Debt can have a crippling effect on one’s overall financial well-being as bad credit (or no credit) can dictate important factors such as one’s ability to rent an apartment.  It can also take an emotional toll on one’s relationships and frame of mind. In fact, the number one issue that most couples fight about is finances, and stress over debt is a huge contributor to those disagreements.

Bad credit scores can have a large impact in today’s society. It’s becoming harder and harder to secure a good credit rating, which can then affect other facets of one’s life, right down to where we live. Just a few simple missteps can really set you back.
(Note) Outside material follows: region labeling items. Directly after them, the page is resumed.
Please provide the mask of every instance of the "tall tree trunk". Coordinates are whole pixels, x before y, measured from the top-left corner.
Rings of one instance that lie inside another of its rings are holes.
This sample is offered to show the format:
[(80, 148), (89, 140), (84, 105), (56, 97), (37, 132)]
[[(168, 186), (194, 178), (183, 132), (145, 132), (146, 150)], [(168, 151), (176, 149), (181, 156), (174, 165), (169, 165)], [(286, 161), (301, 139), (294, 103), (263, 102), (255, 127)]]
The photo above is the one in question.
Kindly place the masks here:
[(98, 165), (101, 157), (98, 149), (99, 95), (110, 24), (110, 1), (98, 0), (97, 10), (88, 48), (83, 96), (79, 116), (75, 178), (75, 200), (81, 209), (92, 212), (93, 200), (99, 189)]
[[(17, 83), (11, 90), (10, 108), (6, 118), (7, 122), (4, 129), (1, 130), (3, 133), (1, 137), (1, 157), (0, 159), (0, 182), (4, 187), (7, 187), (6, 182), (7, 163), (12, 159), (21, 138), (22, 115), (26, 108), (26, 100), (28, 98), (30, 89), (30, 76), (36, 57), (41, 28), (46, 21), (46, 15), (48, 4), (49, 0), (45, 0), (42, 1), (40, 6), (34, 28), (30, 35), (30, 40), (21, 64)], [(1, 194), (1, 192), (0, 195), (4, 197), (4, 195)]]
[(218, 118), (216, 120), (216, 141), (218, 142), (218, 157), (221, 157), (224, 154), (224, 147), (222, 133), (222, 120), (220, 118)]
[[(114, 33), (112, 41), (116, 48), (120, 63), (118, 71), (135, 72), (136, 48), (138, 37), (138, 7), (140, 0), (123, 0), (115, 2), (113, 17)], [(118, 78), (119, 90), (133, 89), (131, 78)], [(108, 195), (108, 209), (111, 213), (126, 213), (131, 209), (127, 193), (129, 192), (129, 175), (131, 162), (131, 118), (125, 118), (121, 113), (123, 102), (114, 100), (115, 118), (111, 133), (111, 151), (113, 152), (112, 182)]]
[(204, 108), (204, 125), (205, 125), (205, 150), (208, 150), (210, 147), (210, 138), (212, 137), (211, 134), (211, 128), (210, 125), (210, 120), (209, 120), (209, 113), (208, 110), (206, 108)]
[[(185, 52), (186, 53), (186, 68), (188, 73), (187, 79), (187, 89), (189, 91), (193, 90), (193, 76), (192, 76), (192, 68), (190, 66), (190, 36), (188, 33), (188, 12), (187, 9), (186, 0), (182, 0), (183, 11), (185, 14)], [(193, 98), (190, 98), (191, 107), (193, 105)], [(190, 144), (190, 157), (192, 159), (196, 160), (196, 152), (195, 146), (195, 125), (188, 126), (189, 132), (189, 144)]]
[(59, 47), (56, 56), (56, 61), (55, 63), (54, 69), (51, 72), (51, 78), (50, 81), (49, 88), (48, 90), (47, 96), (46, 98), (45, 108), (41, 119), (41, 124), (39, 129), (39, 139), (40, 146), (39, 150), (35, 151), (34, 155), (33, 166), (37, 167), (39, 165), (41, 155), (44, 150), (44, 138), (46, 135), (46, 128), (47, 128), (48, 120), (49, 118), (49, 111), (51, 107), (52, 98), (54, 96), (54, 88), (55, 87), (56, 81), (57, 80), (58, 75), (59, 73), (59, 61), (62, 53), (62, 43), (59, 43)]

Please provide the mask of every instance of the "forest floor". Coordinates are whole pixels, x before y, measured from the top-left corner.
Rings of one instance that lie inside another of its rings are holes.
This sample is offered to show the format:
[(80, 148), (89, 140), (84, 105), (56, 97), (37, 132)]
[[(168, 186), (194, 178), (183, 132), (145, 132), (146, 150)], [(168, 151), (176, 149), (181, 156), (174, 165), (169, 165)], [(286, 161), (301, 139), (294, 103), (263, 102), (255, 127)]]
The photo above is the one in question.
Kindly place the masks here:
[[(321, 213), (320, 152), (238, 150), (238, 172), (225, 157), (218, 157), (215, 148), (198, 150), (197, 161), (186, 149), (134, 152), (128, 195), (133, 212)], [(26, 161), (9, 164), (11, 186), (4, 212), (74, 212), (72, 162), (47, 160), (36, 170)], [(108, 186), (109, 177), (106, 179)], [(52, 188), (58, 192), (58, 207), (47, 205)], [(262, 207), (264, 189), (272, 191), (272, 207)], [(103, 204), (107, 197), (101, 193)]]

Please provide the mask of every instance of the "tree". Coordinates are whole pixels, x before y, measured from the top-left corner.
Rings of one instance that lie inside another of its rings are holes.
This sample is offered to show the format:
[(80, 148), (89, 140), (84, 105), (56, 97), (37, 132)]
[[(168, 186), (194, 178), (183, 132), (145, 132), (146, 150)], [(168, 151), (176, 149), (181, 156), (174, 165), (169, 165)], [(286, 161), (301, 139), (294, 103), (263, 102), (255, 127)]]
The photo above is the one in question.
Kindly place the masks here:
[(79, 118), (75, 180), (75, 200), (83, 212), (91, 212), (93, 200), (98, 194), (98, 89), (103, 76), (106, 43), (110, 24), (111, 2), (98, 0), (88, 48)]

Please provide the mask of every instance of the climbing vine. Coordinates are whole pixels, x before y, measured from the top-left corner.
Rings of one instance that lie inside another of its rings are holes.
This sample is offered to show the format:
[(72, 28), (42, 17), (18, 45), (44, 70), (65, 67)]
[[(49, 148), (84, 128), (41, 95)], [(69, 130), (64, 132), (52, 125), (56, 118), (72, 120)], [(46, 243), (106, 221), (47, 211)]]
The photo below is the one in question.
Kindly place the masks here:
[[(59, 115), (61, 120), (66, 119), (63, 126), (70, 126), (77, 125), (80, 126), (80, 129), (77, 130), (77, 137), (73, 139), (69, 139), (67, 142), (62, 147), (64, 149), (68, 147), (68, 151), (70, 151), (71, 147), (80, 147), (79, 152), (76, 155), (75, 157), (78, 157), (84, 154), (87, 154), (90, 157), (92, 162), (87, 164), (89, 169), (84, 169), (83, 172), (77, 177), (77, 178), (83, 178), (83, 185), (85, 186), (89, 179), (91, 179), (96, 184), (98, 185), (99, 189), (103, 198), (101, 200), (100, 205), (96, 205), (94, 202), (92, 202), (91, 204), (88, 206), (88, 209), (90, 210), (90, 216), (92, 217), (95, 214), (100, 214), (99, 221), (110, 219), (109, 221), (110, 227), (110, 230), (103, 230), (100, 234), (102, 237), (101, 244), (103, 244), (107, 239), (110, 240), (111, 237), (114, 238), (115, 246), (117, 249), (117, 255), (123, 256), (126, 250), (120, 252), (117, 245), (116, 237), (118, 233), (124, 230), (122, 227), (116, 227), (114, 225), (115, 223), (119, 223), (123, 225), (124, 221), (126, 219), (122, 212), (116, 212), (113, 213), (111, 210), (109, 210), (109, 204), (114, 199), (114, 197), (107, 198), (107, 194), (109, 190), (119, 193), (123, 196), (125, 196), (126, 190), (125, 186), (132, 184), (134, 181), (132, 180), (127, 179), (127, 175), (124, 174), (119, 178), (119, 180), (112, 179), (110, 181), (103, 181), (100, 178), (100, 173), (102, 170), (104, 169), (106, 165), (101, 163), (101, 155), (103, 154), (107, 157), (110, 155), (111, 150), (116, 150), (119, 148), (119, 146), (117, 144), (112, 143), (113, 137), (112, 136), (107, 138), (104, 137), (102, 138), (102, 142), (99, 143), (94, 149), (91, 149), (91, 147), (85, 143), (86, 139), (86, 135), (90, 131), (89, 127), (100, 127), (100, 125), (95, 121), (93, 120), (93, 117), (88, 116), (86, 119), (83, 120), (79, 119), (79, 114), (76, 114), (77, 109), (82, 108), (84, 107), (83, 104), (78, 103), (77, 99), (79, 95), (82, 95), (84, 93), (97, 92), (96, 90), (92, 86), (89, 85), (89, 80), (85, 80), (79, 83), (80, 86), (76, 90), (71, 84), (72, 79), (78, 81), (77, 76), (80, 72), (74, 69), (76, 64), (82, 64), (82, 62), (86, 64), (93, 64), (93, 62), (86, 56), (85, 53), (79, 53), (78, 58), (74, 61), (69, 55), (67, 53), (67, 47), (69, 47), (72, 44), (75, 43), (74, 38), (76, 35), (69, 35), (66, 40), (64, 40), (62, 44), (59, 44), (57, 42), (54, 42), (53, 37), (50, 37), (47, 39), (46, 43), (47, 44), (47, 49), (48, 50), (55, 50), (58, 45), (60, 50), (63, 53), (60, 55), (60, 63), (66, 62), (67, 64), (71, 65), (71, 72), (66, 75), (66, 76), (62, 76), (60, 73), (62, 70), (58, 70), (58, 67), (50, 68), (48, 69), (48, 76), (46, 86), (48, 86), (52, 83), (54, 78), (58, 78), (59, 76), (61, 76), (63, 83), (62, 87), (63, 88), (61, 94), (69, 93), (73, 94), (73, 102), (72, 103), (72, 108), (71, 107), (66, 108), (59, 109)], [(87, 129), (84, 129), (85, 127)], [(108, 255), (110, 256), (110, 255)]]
Below are five tips for straightening out your finances:

  • Determine the Root of the Problem: Whether it was some unexpected bills one month or finances seem to be a constant struggle, pinpointing the problem is half the battle. A few bumps in the road are easier to account for and smooth out than breaking bad spending habits. If you are underwater due to medical debt or a mortgage, it might be a good idea to talk to a financial counselor and help figure out ways to manage your most pressing bills. As difficult as it might be to face, downsizing might be your best option. A big house is meaningless if you spend every night fretting over bills and fighting with your spouse.
  • Be Honest: Overspending is an issue that affects all income levels; after all there are millionaires who find themselves bankrupt due to living beyond their means. Acknowledging where large portions of your paycheck are going (sports tickets, new shoes, etc.) will help decide which purchases are necessities and which are expendable luxuries. This is especially important when it comes to relationships. ‘Financial infidelity’ is a new behavior trend among couples who hide their spending habits from one another. While keeping your recent shopping splurge a secret can prevent arguments in the short-term, it can destroy both your trust and your finances in the future.
  • Understand the Ability to Fight Debt: The best way to fight debt is to increase your disposable income and decrease your living expenses. Changes in how you commute to work, where you live and how and what you eat can vastly improve your ability to fight debt. If you can’t make more money or have trouble saving, cutting other costs will help to bridge that gap.
  • Set a Budget and Stick to it: Determining how much money should be spent on groceries, car payments, household expenses and even entertainment will provide a clear outline of how much money is spent on weekly or monthly living expenses. Allocating a percentage of each paycheck to those expenses, and sticking to them, will help reign in the spending.
  • Use Credit Cards Sparingly: If you are short on cash, do not use your credit cards based on future or “potential” income because the money may never materialize. High interest rates can quickly put big spenders in the hole so charge sparingly. Try to limit your number of credit cards. Alarmingly, one out of seven Americans has more than 10 credit cards. That accounts for plenty of debt as well as plenty of stress.

The bottom line is that you can combat debt and restore financial security to your life once again. You just have to honest, proactive, and ready to make some serious changes. In the end, it will certainly be worth the peace of mind.